Physicians should note that in a prospective longitudinal study of 201
women with a history of major depression who were euthymic at the beginning of
pregnancy, women who discontinued antidepressant medication during pregnancy
were more likely to experience a relapse of major depression than women who
continued antidepressant medication.
Labor and Delivery
The effect of citalopram on labor and delivery in humans is
unknown.
Nursing Mothers
As has been found to occur with many other drugs,
citalopram is excreted in human breast milk. There have been two reports of
infants experiencing excessive somnolence, decreased feeding, and weight loss in
association with breastfeeding from a citalopram-treated mother; in one case,
the infant was reported to recover completely upon discontinuation of citalopram
by its mother and in the second case, no follow-up information was available.
The decision whether to continue or discontinue either nursing or citalopram
therapy should take into account the risks of citalopram exposure for the infant
and the benefits of citalopram treatment for the mother.
Pediatric Use
Safety and effectiveness in the pediatric population have
not been established (see BOX WARNING and
WARNINGS—Clinical Worsening and Suicide Risk). Two
placebo-controlled trials in 407 pediatric patients with MDD have been conducted
with citalopram, and the data were not sufficient to support a claim for use in
pediatric patients. Anyone considering the use of citalopram in a child or
adolescent must balance the potential risks with the clinical need.
Geriatric Use
Of 4422 patients in clinical studies of citalopram, 1357
were 60 and over, 1034 were 65 and over, and 457 were 75 and over. No overall
differences in safety or effectiveness were observed between these subjects and
younger subjects, and other reported clinical experience has not identified
differences in responses between the elderly and younger patients, but greater
sensitivity of some older individuals cannot be ruled out.
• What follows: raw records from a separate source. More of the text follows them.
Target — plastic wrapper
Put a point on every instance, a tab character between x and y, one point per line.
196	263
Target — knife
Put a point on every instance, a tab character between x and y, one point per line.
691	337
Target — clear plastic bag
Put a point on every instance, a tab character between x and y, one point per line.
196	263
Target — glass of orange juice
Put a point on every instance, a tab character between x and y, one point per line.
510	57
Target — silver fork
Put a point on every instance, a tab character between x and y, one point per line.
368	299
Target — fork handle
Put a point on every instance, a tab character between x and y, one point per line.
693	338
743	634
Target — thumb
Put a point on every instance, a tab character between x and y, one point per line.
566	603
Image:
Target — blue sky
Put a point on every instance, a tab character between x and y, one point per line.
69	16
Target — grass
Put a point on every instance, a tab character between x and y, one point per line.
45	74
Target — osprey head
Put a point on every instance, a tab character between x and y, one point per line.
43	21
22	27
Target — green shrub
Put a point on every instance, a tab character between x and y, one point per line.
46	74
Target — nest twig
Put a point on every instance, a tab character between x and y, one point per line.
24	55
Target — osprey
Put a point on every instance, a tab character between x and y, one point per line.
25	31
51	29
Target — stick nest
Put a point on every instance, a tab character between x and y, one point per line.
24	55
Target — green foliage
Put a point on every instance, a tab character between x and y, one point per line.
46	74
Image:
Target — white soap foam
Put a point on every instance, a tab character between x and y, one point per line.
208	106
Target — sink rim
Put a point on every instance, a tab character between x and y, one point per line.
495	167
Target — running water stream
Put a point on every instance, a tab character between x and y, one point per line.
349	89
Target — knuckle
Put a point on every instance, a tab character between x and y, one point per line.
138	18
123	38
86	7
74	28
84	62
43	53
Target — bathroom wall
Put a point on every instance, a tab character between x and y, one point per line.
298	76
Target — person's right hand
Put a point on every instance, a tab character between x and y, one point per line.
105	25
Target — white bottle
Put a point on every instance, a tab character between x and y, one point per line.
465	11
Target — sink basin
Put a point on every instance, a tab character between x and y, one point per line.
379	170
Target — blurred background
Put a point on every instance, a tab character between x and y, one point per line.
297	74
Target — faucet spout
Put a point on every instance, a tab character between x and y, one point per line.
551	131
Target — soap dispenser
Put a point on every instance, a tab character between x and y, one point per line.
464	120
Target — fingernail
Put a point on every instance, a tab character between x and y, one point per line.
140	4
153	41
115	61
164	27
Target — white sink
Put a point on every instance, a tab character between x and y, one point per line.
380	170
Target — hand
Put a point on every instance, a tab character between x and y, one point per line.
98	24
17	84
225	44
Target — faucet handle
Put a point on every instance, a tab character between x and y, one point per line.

Most elderly patients
treated with citalopram in clinical trials received daily doses between 20 and
40 mg (see DOSAGE AND
ADMINISTRATION).
SSRIs and SNRIs, including citalopram, have been associated with cases of
clinically significant hyponatremia in elderly patients, who may be at greater
risk for this adverse event (see PRECAUTIONS,
Hyponatremia).
In two pharmacokinetic studies, citalopram AUC was increased by 23% and 30%,
respectively, in elderly subjects as compared to younger subjects, and its
half-life was increased by 30% and 50%, respectively (see CLINICAL PHARMACOLOGY).
20 mg/day is the recommended dose for most elderly patients (see DOSAGE AND ADMINISTRATION).